BuildCheck AI’s mission is to automate tedious design compliance and coordination processes. Specifically, BuildCheck AI uses advance machine-learning algorithms to review specifications and drawings against contractual and regulatory requirements, flag non-compliant and vague items, offer value-engineering opportunities, and make useful recommendations. BuildCheck AI is the "spell-check" for project design. In the medium term, we see ourselves as the ubiquitous, AI-powered design and pre-construction management platform for the industry. We dream of a world where design professionals have one screen open on BuildCheck, the other on AutoCAD/REVIT, and their emails, Microsoft Excel, digital code books, standards and the like minimized in a distant tab.  BuildCheck was founded by three Stanford graduates in March 2023.

Describe the project.: 

What is the project about?

The project focuses on harnessing the latest zero-shot computer vision models to analyze image-based documents, such as construction drawings, shop drawings or specifications.

What is the main goal of the company (a final product, software, knowledge in a specific area, etc)?

The company's ultimate objective is to integrate a performing zero-shot computer vision model into its product to help quickly recognize objects that were not included in the dataset on which our machine-learning models were trained.

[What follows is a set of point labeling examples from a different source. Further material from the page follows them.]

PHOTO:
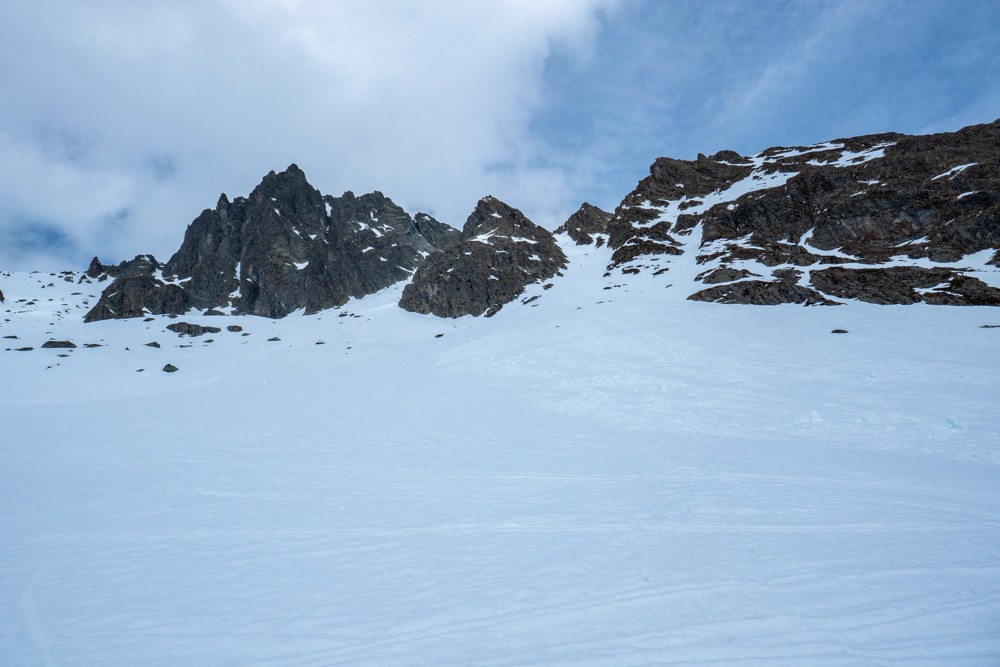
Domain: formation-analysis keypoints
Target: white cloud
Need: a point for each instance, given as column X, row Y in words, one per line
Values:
column 126, row 119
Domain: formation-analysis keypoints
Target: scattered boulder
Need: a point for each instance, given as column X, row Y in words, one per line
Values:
column 189, row 329
column 761, row 293
column 58, row 344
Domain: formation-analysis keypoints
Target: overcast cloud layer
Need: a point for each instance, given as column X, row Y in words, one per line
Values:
column 122, row 121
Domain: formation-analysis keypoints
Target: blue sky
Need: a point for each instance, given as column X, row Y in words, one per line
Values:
column 122, row 121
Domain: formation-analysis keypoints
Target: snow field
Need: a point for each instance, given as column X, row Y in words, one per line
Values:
column 598, row 476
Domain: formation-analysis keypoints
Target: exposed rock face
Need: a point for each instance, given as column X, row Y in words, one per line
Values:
column 189, row 329
column 499, row 253
column 283, row 248
column 884, row 218
column 585, row 223
column 58, row 344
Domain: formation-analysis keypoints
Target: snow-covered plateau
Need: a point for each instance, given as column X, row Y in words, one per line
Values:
column 596, row 476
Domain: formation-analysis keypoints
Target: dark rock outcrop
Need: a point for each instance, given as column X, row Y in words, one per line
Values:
column 189, row 329
column 285, row 247
column 588, row 221
column 499, row 253
column 58, row 344
column 864, row 217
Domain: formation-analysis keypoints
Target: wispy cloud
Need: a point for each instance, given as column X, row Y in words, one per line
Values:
column 154, row 108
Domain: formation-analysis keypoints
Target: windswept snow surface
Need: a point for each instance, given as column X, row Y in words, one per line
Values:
column 597, row 476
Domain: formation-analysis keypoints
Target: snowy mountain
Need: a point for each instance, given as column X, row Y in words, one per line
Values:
column 604, row 471
column 887, row 218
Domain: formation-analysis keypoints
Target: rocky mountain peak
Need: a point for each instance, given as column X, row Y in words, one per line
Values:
column 588, row 221
column 499, row 253
column 885, row 218
column 285, row 247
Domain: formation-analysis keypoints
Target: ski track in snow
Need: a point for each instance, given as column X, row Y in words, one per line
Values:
column 598, row 476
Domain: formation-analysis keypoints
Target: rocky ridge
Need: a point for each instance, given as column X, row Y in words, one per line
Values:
column 285, row 247
column 499, row 253
column 886, row 218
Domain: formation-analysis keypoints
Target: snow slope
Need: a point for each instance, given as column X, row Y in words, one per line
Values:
column 597, row 476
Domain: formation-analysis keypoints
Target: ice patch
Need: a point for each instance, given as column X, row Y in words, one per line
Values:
column 954, row 171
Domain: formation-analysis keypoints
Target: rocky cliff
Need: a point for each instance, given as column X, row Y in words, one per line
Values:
column 283, row 248
column 499, row 253
column 883, row 218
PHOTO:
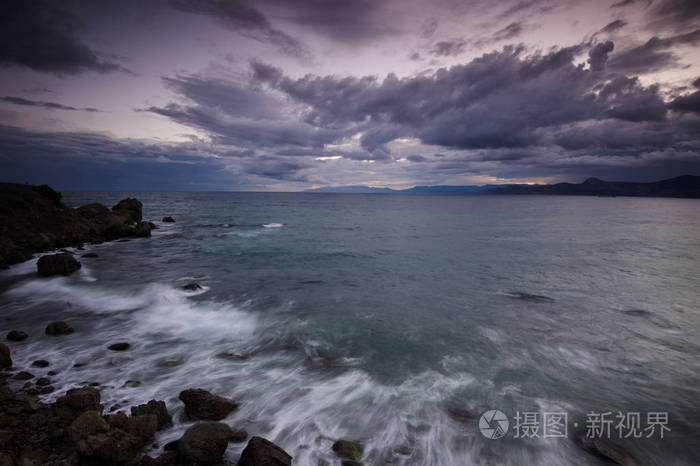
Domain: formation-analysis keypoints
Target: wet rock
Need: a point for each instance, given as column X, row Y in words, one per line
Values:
column 130, row 208
column 347, row 449
column 87, row 424
column 121, row 346
column 262, row 452
column 59, row 328
column 156, row 408
column 200, row 404
column 142, row 230
column 231, row 356
column 57, row 264
column 5, row 356
column 17, row 335
column 607, row 450
column 205, row 442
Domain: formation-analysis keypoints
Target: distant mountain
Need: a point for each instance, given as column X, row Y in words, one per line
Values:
column 682, row 186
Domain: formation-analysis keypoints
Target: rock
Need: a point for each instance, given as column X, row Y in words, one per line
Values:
column 200, row 404
column 17, row 335
column 57, row 264
column 156, row 408
column 5, row 356
column 59, row 328
column 130, row 208
column 142, row 230
column 122, row 346
column 262, row 452
column 347, row 449
column 205, row 442
column 87, row 424
column 606, row 449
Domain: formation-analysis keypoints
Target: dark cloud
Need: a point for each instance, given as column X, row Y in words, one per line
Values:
column 41, row 35
column 448, row 48
column 654, row 55
column 598, row 55
column 43, row 104
column 245, row 19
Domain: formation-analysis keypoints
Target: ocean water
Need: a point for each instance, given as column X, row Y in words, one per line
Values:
column 378, row 317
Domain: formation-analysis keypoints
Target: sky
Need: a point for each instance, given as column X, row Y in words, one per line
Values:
column 287, row 95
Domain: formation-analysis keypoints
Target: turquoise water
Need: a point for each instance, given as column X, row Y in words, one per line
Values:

The additional capability afforded by the zero-shot computer vision models will expedite the review of the construction documents.

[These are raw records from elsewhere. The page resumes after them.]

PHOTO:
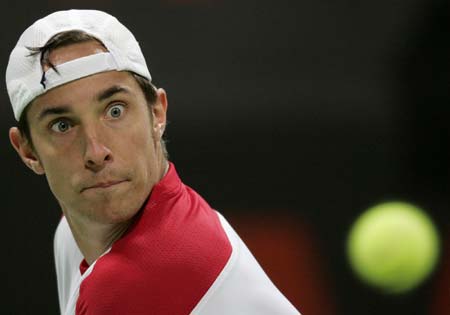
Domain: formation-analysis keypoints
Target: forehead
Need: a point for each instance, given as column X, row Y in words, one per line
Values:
column 70, row 52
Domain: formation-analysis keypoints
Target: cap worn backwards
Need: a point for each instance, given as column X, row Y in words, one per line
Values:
column 25, row 78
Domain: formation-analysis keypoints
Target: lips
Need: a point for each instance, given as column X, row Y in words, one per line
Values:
column 103, row 185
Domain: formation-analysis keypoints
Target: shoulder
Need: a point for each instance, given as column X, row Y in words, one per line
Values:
column 167, row 267
column 243, row 282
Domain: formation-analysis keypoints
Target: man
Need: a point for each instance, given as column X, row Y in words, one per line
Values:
column 133, row 238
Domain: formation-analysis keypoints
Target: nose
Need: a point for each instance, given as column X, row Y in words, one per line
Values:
column 97, row 154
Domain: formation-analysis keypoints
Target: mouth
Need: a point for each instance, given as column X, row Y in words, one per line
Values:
column 104, row 185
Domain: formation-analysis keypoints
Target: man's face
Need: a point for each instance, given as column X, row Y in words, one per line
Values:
column 97, row 141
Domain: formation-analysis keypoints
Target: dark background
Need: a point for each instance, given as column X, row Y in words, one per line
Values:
column 308, row 110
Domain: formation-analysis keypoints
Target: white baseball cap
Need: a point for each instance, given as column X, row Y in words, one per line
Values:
column 25, row 79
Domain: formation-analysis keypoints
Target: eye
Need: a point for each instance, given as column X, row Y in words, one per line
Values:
column 61, row 126
column 115, row 111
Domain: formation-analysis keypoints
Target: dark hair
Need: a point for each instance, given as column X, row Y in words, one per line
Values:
column 69, row 38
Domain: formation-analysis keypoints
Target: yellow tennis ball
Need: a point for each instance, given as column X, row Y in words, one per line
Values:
column 393, row 246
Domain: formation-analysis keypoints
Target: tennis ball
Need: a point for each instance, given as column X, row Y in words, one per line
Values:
column 393, row 246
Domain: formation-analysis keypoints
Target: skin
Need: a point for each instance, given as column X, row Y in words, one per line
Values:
column 98, row 144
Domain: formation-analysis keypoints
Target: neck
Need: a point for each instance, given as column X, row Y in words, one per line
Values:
column 94, row 239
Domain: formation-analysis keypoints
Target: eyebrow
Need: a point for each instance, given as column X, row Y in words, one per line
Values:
column 110, row 92
column 63, row 109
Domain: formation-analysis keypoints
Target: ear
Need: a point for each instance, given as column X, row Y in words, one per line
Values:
column 159, row 112
column 25, row 151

What are the main tasks to be performed by the candidate?

  • Advice: Provide insights on the required data labeling, model training, and define key performance metrics for such system.
  • Design: Define the system's architecture, determining the essential components and how they will interact with one another.
  • Model Development, Selection and Training: Choose an appropriate model architecture and train it to understand and process image-based construction documents effectively.
  • Prototype: Build the necessary system components.

What methodology/techniques are to be used?

The project will leverage cutting-edge tools and techniques such as Grounding DINO, CLIP, ZSD-SCR, RRFS-ZSD, etc.

Required expertise/skills: 

The intern will play a crucial role in advancing our platform's capabilities through cutting-edge data science and computer vision techniques.  

Key expertise and skills required:

The ideal candidate for this research project should possess a strong foundation in computer vision skills coupled with proficiency in machine learning techniques. A robust understanding of advanced computer vision concepts, including zero-shot object detection, instance segmentation, and feature extraction, is crucial. Proficiency in programming languages like Python and experience with popular deep learning frameworks such as TensorFlow or PyTorch are essential for developing and fine-tuning the required zero-shot computer vision models.

Hands-on experience in image preprocessing, augmentation, and data manipulation will be pivotal in ensuring the accuracy and reliability of the models. The intern should be adept at translating theoretical computer vision principles into practical implementations that align with BuildCheck AI's vision of automating design compliance and coordination processes.

While a background in the construction industry is beneficial, a strong emphasis on computer vision skills takes precedence. The intern's ability to creatively tackle complex image-based document analysis challenges and adapt cutting-edge techniques to the unique context of construction documents will be key to the success of the project.